I know, this sounds like the punchline to an old lawyer joke. Only this time there is nothing funny about what Facebook and other social media platforms are doing to Americans — young and old — in their insatiable quest for profit.

Don’t misunderstand me, profit is a good thing. But, at what cost?

The revelations this past week of that brave, young whistleblower who left Facebook after she determined that the reason she was hired — to reduce the threats to our democracy and the lives and health of Facebook users — was just so much hooey.

Frances Haugen managed Facebook’s “civic misinformation team.” She testified before Congress this past week about how she became alarmed that the company made choices “prioritizing their own profits over public safety — putting people’s lives at risk.”

A bipartisan congressional committee seemed all too willing to listen to her as she talked about Facebook’s internal reports that indicated, for example, that teenage girls were more likely to harm themselves because of the news and information the company’s algorithms were bombarding them with during their every waking moment. That was on top of the huge role that Facebook’s civic engagement software played in the Jan. 6 insurrection!

And it appeared — at least for now and before the company’s multimillion-dollar lobbying brigade gets into high gear — that the lawmakers were intent on doing something about this threat to our democracy and our children’s lives and well-being.

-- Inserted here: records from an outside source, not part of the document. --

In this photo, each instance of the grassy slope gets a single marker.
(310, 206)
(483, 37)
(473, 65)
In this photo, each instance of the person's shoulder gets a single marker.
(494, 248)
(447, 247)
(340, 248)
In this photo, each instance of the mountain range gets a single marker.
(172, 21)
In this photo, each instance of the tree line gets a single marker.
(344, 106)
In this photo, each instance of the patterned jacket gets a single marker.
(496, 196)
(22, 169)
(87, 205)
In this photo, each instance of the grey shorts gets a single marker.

I remember almost 20 years ago, I was in Israel for Shimon Peres’ 80th birthday. Myra and I wound up in a car with Google founders Larry Page and Sergey Brin. I took the opportunity to ask them to explain to me why social media platforms were not held to the same standards regarding the publishing of false, libelous and misleading news and information the same way newspapers, television, radio and magazines were.

They happily explained that the law did not find them to be publishers in the traditional sense. Since they did not ”curate” the information — meaning no humans made decisions about what to publish on their sites — they could not be held responsible for truth, falsity, defamation, lying, incitement and a whole host of other proscriptions that applied to traditional publishers.

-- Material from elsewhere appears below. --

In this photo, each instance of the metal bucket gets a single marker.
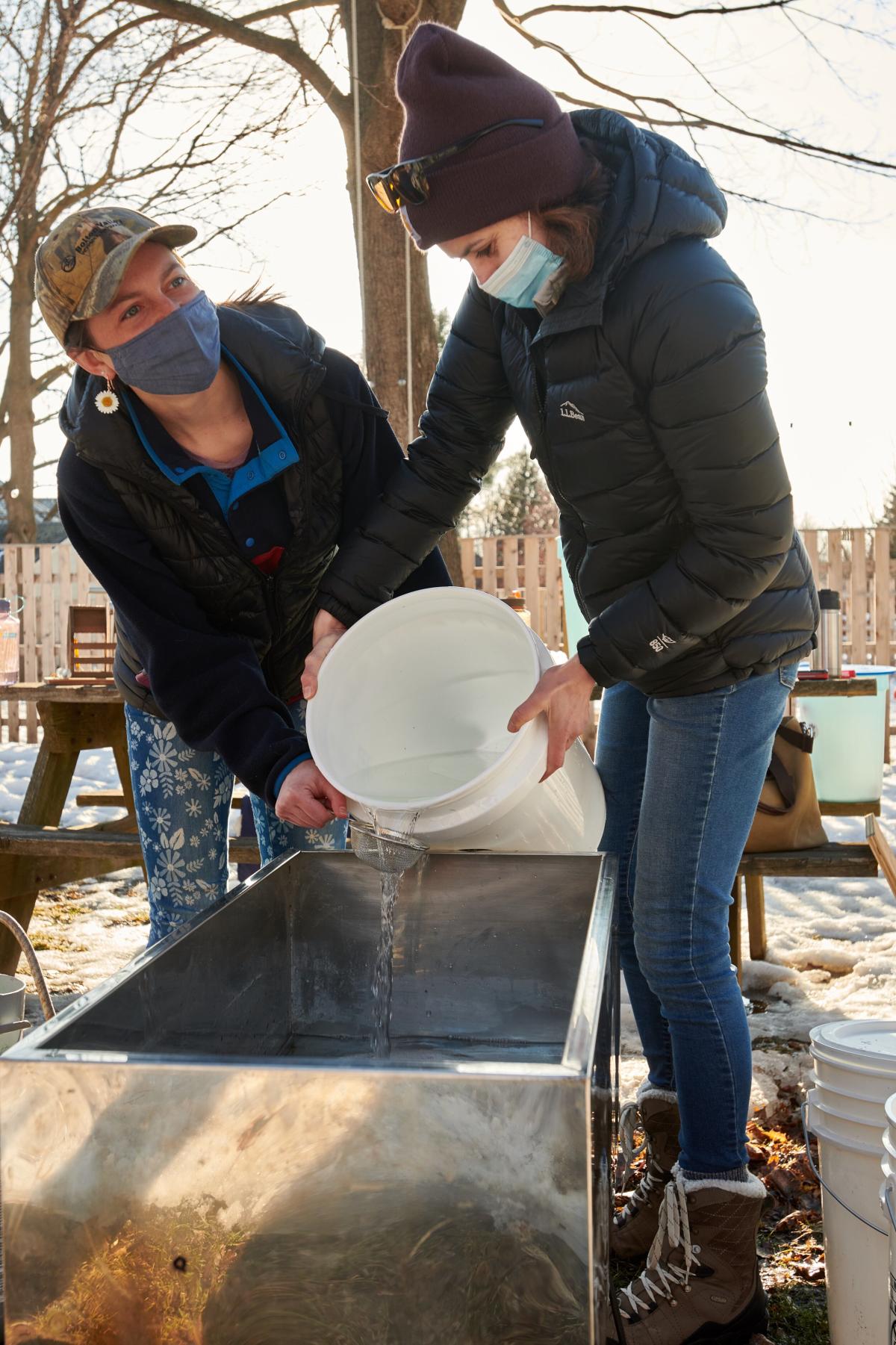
(205, 1142)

I told them I didn’t agree; the way they disseminated information and news to their users was no different that what we did for our readers. And, I asked them, if you are not responsible, who is? They laughed as in they didn’t care.

Fast forward to 2021 and we now know — who could know or even understand back then — that there are algorithms used by social media companies that determine who gets what news and information, no matter how false that information may be. And Facebook and the others are still not responsible if they publish false statements and inspire idiots to insurrection.

To which I ask, why not?

We now know what Brin and Page so giddily boasted about so many years ago was not true. There are humans curating the information they send to billions of people around the globe. That makes them no different from newspapers and other traditional publishers. Except they are not responsible for their misdeeds and their misinformation.

It should not matter whether it is a human editor making the decision about what to publish, or a human being writing an algorithm which decides what to publish. We know now that behind every good or bad algorithm — and soon AI doing the same thing — there is a man or woman writing that code.

So, as Congress grapples with how to bring Facebook and the others to heel — so that kids don’t commit suicide in greater numbers, adults who still believe in fairy tales aren’t encouraged to vote those reality-free beliefs, and unpatriotic Americans don’t commit insurrections leading to death and destruction and the possibility of ending our democratic way of life — let them consider the R word.

With great power comes great responsibility. At least, before social media that was the case. Facebook and other similar sites offer the world unlimited potential for good. And, unfortunately, unlimited opportunity for ill.

If the Facebooks of the world had to face responsibility for their actions I believe they would self-police. The marketplace would encourage compliance with the same laws to which other publishers are subject.

And if that doesn’t work, there are thousands of lawyers across this country who are ready, willing and able to make them pay for the harm they cause to Americans and America’s democracy every day.

Brian Greenspun is editor, publisher and owner of the Sun.